This article is part of our September 2018 series about the state of advertising. Click here for more.
When the Australian Red Cross Blood Service says it needs new donors, it needs almost 100,000 of them each year to ensure it collects enough life-saving supplies. The not-for-profit organisation is hoping to acquire new donors more efficiently by using personalisation across its digital channels to ensure relevancy amongst potential donors and to avoid a regular, steep drop-off in commitment.
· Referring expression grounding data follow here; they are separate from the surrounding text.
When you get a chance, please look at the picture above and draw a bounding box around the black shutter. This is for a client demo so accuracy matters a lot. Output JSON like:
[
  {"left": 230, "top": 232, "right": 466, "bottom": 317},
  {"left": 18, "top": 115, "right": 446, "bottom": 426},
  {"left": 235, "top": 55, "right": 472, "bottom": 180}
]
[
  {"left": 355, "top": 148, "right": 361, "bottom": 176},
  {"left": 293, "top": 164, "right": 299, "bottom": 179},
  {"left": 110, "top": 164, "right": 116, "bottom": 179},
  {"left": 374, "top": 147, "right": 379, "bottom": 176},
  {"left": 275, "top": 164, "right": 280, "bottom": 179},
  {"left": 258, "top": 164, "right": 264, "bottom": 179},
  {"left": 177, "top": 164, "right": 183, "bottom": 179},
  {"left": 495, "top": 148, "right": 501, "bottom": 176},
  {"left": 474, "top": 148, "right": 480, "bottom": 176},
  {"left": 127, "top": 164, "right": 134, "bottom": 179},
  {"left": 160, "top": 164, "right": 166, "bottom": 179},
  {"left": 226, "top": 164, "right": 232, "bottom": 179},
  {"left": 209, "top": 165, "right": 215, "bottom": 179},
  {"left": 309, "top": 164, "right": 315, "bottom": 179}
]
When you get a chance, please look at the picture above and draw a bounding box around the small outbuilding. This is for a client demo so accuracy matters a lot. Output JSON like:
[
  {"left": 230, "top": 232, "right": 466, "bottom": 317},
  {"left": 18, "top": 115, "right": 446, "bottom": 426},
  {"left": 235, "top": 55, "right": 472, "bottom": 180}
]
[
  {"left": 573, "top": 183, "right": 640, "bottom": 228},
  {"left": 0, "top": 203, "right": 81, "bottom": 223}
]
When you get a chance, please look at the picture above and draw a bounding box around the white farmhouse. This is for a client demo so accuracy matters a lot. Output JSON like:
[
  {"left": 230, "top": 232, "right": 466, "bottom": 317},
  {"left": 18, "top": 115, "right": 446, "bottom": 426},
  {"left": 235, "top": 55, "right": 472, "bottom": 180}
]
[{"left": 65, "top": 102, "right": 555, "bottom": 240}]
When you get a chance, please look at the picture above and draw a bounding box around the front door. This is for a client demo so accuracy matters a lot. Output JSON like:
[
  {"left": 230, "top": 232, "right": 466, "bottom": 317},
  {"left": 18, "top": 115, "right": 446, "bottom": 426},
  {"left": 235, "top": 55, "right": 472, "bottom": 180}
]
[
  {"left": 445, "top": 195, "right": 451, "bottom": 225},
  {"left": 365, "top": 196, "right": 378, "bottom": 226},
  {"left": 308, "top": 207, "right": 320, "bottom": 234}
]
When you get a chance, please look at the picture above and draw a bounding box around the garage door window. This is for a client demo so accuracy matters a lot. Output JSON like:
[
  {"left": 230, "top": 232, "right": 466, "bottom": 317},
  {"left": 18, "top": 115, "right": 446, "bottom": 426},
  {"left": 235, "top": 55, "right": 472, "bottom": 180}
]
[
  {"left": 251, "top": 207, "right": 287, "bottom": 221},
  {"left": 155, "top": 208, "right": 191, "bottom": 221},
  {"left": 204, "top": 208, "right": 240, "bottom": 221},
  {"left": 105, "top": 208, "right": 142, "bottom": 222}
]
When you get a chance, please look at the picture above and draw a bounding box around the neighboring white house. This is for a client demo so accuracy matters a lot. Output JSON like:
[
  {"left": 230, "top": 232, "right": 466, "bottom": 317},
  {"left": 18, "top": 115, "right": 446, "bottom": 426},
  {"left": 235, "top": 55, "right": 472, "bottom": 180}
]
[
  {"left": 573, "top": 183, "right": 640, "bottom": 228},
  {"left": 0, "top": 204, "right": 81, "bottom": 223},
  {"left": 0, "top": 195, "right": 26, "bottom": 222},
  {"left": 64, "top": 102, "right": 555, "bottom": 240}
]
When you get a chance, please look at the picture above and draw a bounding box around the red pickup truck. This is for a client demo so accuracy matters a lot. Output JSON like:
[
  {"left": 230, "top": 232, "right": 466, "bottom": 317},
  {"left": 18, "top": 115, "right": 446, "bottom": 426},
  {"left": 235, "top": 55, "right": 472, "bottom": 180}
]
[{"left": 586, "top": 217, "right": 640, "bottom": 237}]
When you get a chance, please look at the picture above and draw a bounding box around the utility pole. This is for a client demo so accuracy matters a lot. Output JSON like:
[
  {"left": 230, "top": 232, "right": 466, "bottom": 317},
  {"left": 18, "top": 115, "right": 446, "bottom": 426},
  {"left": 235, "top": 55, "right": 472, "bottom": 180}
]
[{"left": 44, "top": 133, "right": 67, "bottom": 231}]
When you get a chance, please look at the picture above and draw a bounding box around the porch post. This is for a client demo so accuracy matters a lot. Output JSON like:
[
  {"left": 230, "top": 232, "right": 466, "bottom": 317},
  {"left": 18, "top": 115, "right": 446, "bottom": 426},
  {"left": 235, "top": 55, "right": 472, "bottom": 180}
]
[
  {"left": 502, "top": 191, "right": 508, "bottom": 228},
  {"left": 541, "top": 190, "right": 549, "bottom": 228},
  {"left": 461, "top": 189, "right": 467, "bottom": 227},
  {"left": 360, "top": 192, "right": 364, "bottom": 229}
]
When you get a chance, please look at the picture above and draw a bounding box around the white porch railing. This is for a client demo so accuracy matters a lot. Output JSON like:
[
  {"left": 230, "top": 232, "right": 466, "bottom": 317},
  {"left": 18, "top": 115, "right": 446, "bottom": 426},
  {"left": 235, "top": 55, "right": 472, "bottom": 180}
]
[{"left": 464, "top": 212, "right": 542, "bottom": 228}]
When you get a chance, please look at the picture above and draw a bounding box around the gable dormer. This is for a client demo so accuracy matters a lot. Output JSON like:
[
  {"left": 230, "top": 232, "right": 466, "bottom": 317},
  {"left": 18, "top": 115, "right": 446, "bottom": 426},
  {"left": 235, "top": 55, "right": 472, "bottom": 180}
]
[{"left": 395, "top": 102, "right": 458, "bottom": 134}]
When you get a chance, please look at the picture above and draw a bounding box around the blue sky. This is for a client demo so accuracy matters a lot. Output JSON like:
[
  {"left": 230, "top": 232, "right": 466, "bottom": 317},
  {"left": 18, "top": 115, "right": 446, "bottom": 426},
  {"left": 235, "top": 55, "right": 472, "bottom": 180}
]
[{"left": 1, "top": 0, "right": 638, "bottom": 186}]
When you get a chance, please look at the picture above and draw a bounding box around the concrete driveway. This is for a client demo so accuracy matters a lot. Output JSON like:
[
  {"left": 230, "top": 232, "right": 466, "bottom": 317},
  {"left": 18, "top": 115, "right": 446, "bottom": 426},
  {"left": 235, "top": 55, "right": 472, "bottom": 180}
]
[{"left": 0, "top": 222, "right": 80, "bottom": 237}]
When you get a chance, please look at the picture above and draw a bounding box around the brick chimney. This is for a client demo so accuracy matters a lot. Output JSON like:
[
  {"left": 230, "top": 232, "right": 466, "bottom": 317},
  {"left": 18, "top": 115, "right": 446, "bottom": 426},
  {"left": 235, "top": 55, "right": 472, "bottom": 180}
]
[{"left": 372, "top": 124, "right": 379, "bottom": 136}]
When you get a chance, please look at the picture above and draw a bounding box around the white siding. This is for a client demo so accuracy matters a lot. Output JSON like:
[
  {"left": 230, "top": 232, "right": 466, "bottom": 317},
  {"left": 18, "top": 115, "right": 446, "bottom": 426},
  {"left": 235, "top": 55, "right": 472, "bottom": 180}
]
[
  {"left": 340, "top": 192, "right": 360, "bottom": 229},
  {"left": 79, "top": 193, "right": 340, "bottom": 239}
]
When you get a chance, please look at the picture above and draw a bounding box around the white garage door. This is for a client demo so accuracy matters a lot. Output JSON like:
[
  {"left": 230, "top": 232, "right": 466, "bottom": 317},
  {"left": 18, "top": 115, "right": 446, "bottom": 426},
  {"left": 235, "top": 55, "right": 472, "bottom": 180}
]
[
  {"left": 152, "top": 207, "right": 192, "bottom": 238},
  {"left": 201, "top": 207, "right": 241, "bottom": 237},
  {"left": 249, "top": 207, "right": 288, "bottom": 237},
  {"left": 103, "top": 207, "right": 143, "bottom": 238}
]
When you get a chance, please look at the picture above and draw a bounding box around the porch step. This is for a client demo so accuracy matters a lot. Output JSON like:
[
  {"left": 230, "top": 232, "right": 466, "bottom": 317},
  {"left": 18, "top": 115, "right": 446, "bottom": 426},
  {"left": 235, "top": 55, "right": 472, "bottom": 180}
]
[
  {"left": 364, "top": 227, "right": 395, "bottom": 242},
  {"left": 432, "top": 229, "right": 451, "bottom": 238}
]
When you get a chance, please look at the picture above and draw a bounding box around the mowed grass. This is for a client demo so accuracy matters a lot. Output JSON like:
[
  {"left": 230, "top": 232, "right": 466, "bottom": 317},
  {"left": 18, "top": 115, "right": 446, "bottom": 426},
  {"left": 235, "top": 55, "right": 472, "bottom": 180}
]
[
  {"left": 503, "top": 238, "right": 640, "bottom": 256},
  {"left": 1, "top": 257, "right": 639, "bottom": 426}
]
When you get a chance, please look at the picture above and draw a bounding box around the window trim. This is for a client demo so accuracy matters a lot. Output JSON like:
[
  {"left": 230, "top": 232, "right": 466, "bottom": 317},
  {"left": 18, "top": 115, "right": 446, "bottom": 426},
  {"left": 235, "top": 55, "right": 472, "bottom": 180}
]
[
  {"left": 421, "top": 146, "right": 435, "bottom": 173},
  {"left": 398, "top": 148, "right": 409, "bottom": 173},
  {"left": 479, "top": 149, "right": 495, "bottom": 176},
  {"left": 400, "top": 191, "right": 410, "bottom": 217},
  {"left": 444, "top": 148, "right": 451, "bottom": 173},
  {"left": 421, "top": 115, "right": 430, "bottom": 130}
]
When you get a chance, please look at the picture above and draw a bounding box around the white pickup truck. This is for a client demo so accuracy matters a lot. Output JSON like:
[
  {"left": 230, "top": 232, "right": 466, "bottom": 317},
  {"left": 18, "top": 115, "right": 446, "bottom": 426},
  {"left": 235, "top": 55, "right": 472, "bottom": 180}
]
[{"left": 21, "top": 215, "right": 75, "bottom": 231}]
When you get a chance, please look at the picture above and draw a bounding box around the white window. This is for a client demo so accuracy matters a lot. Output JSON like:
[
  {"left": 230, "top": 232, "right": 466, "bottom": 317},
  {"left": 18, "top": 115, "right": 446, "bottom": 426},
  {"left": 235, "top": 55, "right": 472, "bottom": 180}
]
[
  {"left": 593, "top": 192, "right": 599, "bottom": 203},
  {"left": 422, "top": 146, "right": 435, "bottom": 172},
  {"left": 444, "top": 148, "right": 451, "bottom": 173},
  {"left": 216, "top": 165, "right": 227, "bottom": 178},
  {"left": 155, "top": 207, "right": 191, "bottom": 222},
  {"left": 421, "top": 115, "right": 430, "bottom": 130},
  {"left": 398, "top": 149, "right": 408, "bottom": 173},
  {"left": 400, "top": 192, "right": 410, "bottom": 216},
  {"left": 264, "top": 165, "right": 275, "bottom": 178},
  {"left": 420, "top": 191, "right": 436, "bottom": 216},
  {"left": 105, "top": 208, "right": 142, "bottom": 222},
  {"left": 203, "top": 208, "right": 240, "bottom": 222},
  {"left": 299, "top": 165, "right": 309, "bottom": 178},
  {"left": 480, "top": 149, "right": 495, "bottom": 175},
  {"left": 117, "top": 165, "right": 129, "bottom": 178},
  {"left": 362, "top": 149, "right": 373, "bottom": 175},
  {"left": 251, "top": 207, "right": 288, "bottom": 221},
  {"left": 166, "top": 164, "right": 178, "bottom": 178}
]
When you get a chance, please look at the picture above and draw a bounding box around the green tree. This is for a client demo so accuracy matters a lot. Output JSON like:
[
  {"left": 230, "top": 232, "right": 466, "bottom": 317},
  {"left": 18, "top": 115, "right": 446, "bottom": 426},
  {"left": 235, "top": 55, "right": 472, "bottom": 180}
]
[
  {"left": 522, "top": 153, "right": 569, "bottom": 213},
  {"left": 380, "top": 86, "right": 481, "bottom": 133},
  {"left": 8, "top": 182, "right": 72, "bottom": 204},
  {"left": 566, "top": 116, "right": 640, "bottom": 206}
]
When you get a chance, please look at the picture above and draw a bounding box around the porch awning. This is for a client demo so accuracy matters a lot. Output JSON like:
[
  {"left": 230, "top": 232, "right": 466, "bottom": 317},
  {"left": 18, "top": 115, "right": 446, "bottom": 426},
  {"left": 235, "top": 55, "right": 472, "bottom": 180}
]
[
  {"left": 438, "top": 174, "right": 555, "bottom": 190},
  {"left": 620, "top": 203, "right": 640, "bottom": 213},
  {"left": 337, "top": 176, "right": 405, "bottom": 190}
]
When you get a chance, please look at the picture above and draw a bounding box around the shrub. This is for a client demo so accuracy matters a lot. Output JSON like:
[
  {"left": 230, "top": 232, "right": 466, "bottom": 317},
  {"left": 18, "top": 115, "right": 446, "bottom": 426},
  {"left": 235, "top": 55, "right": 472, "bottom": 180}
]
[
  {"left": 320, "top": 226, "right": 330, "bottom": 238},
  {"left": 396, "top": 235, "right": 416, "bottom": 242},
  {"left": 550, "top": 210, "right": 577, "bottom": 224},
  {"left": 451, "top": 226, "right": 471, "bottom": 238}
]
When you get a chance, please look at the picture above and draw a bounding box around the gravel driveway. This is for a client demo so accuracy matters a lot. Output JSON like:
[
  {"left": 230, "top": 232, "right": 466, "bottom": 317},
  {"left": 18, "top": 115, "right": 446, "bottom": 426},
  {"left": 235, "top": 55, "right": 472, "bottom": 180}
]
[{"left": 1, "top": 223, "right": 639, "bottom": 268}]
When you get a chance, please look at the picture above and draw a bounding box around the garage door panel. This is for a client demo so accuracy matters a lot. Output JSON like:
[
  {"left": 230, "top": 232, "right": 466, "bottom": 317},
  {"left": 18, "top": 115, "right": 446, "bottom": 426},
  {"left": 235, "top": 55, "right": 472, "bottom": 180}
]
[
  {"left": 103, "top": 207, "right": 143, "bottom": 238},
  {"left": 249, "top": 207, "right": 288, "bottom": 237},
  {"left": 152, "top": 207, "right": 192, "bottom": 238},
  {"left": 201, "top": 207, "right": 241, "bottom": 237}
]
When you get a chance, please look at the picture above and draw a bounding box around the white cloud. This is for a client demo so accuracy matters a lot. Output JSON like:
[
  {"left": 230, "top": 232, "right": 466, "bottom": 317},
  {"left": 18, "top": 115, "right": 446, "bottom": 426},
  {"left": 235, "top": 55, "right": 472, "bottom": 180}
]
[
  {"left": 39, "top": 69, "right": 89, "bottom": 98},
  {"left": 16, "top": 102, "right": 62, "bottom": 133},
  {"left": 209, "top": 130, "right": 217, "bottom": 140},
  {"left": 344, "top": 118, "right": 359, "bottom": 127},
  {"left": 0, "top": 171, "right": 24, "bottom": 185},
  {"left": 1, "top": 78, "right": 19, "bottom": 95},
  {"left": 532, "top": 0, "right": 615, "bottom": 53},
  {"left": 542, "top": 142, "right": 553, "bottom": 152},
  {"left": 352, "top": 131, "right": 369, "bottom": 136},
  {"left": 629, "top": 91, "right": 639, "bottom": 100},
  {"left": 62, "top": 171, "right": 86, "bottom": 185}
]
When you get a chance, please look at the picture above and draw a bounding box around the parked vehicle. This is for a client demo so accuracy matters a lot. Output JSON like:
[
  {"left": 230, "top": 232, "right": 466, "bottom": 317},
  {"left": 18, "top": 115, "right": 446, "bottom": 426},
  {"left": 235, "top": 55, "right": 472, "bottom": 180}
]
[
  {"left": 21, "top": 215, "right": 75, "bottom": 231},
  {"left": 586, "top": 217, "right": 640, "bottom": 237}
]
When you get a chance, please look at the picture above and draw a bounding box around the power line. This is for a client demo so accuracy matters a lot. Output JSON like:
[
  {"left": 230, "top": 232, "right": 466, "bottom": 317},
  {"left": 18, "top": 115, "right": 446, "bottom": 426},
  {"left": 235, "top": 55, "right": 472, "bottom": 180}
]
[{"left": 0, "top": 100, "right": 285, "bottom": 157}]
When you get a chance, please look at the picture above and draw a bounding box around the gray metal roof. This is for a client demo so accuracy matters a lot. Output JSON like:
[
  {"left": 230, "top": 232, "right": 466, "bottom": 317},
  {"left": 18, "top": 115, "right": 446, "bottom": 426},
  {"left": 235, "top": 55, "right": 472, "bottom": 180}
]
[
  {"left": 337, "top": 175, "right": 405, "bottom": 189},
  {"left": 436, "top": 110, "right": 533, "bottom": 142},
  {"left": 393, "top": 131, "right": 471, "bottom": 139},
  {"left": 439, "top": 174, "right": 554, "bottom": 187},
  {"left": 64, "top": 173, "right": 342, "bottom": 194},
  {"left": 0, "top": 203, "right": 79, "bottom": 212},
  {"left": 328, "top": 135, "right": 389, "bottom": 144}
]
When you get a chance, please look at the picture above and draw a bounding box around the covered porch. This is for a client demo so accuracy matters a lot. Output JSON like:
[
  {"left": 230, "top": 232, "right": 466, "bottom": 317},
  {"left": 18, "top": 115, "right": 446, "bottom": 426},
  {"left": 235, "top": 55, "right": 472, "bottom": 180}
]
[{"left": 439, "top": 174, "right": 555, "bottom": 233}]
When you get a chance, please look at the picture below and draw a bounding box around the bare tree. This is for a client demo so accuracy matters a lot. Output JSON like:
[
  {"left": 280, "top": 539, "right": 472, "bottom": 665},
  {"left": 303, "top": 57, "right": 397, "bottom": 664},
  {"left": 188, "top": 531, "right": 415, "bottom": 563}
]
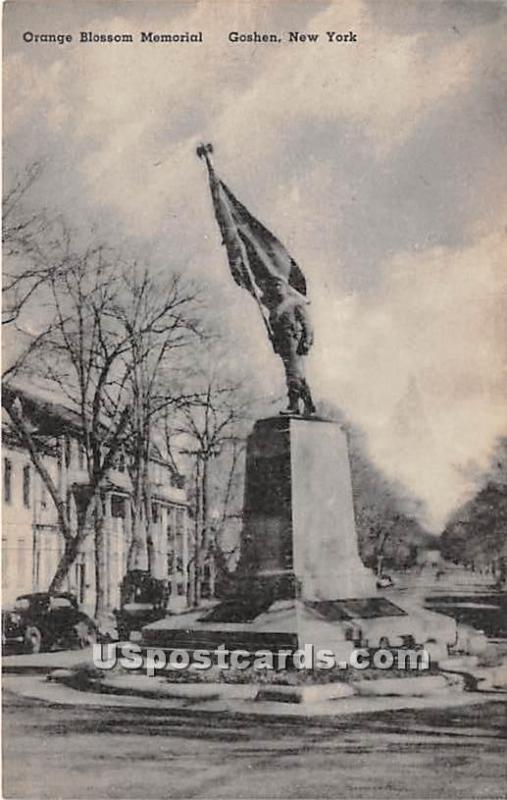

“A lot of people think that the idea of donating is fantastic ... but only around 3% of people actually go on to do it,” said Jude Leon, head of integrated marketing communications at the Australian Red Cross Blood Service. “One of the big things we’re doing is using personalisation to try and drive urgency, so [we’re] trying to create personalised ads—at the moment just using simple geotargeting so we can traffic specific ads to specific places.”
Clever personalisation can motivate audiences to take a next step, and it’s a method that’s gaining traction. As part of the Adobe and Econsultancy “2018 Digital Trends” briefing—based on a global survey of 12,795 digital marketers across EMEA, North America, and Asia Pacific—36% of respondents nominated personalisation as the marketing technology they are most excited about over the next three years.
This excitement is matched by spending, as investment in personalisation engines is on the rise, according to global research house Gartner, which notes a 35% worldwide increase in revenue from 2017 to 2018.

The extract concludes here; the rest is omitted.